Showing posts with label job. Show all posts
Showing posts with label job. Show all posts

Monday, July 18, 2011

PERSEVERE

This is my mantra: PERSEVERE, PERSEVERE, PERSEVERE! What is perseverance? Adherence to a course of action, belief, or purpose with steadfastness. To stay the course, to hold steady in the wind, to be firm and resolved about your purpose. I would much rather be flighty, restless and squirrelly (as my dad would say). If you have seen a squirrel trying to cross the road in a frantic, confused manner, you can picture how I usually live my life.

Persevering means to continue on a course even when it’s lost its pizzazz, sparkle and newness. It’s looking at the path far ahead and plotting the right direction. This can be difficult in an instant-gratification society. When you don’t like your job, you quit, when your car loses its new smell, it’s time to upgrade, when your spouse seems dull, you trade them in for a new one.

Anyone who is truly successful has learned to master perseverance. They have experienced all the phases: Phase 1) Newness and excitement. Phase 2) Challenges and overcoming difficulty. Phase 3) Mastery and monotony. Phase 4) Persevering.

I love the first stage. The "what if" stage. The possibilities are limitless. A new love, a new job, a new business, a new house, a new town. It's easy to want to stay in this stage, to live only on excitement. When phase two starts and you feel the slight twinge of discomfort from dealing with challenges and difficulties you are ready to abandon ship. But if you do, you will never make it to the crucial stage: the phase of perseverance. Without it, we give up too soon. With it, the rewards are finally realized, and our efforts and endurance are returned with interest.

Monday, July 4, 2011

Don’t put all your eggs in one basket

This is one expression both my parents could agree on. I heard it over and over as a child. It is very easy to put all of your energy into one thing. It may be a job, a relationship, money, your mate, your friends.
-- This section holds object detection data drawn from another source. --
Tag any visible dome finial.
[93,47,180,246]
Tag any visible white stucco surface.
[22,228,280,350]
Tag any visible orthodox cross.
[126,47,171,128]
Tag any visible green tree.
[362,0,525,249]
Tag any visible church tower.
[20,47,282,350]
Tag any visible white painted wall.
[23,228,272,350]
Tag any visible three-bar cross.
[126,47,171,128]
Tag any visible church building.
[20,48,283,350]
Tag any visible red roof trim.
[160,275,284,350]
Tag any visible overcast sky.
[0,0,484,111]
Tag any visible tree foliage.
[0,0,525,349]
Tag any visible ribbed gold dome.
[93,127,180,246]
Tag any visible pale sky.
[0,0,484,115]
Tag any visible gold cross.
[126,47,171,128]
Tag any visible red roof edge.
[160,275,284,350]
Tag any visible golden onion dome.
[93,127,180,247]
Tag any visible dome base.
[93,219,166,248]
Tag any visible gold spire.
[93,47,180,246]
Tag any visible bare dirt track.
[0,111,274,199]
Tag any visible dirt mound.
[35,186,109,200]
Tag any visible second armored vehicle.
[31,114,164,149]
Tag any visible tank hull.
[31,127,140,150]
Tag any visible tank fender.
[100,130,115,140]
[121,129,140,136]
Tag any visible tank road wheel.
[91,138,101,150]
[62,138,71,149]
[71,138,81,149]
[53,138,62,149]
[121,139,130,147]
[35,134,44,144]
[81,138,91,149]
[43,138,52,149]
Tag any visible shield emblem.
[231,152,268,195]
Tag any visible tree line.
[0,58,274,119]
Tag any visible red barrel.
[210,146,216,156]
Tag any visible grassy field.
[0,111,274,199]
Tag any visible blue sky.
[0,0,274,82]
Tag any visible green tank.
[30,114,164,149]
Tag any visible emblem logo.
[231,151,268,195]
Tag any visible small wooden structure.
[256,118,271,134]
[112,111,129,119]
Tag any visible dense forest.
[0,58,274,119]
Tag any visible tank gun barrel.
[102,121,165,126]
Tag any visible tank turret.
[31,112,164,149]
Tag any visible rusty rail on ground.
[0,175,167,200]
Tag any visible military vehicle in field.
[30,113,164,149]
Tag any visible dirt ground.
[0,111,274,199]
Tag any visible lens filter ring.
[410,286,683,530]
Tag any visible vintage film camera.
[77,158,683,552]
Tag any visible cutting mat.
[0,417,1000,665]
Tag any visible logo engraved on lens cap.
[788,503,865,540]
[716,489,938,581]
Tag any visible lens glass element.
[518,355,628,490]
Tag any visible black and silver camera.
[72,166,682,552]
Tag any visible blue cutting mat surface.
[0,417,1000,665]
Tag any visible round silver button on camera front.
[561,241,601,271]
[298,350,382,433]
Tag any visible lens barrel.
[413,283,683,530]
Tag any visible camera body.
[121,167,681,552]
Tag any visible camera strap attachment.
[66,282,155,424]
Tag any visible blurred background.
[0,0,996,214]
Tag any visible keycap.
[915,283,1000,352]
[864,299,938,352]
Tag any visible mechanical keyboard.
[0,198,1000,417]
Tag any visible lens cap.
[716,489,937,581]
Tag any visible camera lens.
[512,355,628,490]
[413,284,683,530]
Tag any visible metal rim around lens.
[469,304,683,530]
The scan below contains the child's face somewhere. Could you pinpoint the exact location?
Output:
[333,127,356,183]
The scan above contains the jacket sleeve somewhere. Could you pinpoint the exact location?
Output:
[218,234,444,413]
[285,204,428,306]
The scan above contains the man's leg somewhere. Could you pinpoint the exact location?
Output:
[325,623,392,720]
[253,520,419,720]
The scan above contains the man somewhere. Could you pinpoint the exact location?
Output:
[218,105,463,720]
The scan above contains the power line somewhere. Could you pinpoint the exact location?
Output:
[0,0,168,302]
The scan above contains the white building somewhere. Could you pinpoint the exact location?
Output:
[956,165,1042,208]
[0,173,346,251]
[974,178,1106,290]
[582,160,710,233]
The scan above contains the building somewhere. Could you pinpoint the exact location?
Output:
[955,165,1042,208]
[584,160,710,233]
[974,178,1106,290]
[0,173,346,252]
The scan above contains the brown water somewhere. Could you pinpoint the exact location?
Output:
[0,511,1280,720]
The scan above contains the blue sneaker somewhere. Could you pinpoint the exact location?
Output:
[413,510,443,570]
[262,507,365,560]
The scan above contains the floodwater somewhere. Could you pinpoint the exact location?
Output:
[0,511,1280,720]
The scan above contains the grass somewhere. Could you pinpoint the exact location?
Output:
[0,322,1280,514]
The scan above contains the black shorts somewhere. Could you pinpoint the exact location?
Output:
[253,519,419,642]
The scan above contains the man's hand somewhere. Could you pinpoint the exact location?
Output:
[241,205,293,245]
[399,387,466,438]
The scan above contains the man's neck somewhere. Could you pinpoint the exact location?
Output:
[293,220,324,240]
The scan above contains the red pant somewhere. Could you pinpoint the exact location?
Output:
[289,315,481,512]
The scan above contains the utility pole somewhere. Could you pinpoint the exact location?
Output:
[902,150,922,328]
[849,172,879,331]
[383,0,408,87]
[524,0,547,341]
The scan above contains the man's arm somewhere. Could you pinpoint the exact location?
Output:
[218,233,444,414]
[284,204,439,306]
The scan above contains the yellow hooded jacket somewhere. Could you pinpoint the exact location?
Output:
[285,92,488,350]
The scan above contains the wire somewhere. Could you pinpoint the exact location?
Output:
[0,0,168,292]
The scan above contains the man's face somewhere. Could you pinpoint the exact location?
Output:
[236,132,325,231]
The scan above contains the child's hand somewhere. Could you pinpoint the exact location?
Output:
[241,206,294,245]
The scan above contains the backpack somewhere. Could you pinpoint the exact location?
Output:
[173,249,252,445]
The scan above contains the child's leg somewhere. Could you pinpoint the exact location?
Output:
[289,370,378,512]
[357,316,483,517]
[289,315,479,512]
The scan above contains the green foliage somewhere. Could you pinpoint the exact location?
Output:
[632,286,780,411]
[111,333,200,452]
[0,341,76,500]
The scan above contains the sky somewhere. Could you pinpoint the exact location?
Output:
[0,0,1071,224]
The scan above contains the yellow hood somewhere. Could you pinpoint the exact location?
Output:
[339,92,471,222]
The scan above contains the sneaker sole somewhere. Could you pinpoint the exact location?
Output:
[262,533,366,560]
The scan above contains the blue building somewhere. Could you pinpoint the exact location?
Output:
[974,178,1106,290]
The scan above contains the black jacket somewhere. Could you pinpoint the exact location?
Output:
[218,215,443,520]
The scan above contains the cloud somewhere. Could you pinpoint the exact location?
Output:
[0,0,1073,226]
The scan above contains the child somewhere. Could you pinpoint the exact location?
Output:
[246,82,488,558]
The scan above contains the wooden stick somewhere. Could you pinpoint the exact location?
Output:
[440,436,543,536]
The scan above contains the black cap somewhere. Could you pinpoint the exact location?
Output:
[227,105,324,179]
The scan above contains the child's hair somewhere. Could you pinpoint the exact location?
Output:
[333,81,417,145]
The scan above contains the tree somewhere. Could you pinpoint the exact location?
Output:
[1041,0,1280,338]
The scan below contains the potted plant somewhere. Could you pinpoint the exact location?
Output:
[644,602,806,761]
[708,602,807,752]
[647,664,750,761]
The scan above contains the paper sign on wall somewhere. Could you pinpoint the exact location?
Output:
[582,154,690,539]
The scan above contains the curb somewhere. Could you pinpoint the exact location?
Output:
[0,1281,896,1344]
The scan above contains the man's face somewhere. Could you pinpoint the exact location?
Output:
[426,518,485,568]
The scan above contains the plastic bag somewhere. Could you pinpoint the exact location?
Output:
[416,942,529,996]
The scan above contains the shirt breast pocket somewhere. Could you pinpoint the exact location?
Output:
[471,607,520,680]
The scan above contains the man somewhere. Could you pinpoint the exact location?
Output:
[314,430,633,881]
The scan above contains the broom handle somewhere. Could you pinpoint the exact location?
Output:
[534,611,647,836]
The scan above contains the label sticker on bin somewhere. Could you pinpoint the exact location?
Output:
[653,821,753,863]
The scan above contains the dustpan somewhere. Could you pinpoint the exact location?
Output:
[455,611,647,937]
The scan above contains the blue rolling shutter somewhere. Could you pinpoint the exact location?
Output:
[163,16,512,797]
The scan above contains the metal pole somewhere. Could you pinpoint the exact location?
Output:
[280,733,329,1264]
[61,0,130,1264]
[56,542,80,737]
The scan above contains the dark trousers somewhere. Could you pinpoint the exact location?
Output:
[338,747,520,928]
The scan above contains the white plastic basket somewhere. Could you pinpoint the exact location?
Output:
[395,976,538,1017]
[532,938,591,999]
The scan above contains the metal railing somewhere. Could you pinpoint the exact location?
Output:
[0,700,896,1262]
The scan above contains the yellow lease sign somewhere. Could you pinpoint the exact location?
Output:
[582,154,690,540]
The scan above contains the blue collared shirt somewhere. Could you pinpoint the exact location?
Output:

Your identity is based on that one thing. If it fails, you’re a failure; if it succeeds, you’re a success.

My husband was a good example of this. He worked at a winery, where most of his time and energy was spent. He loved it! It gave him value and worth. He had other priorities, but this was his biggest. But this all changed the day we had our daughter. Now the winery didn’t seem as important. He knew he had to make a change. So he did the unthinkable, and quit. When he quit, he lost all his eggs. He lost his identity, his value, his worth.

This was a valuable lesson that he willingly learned. Some people are not given the option. Many don’t realize they have put so much emphasis on one thing until it’s gone. Maybe they have neglected friends and family in order to put all their energy into their marriage. Perhaps they have neglected all of their friends and family to concentrate on their career. The disaster is just waiting to happen. The day the basket breaks. The day the mate leaves, or the job is lost.

Just like the stock market, the safest course is diversification. To have many assets spread evenly across the board. To keep all things balanced and in proper perspective. Develop friendships with a variety of people. Enjoy your mate, but don’t neglect your family. Appreciate your career, but know it’s just one of your assets. Remember that all things in life are transient. A job can be gone tomorrow, a family member lost indefinitely, a friendship severed. Choose the best eggs carefully, treat them delicately and make sure you don’t put them all in one basket.

Thursday, February 24, 2011

My children will be just as dysfunctional

So far, I have never met someone who has made a conscious decision to procreate, and invest twenty years of their life, just for the fun of damaging their children beyond repair. Yet that is usually what happens. Even families that seem to be the cream of the crop, the most normal of all, will still have dysfunctional children. No matter how good we are as parents, there will always be issues, years of counseling, baggage and resentment.

As parents, you can’t win. You work … they hate you because you didn’t spend enough time with them. You don’t work … your kids hate being poor. Not enough of this, too much of that. So you may be asking, are children really worth it? Of course they are, because even dysfunctional children can still be a blessing to their parents, and truthfully, when that strong maternal instinct kicks in, there is usually not much you could say that would convince someone that having a cute, adorable, bundle of joy is not worth it.

So what’s the point in trying? You try because deep down you hope that someday your children will realize that you tried to do what was best for them, and they will look at the big picture, and maybe at their grandparents and even great-grandparents, and notice that each of them tried, with all they knew at the time, given their background, to make the best decisions. Perhaps their perspective was wrong, or their thinking was based on inaccurate information, but they still loved you and exerted a great amount of effort to raise you.

One of my mom’s favorite expressions is, “Being a mom is a thankless job.” She usually tells us this soon after we’ve informed her that she has single handedly ruined us forever. She then follows it by the mother’s curse: “I hope that someday your children are just like you.” So the cycle continues indefinitely. Someday I will realize that, no matter how hard I tried not to, I still managed to raise dysfunctional children.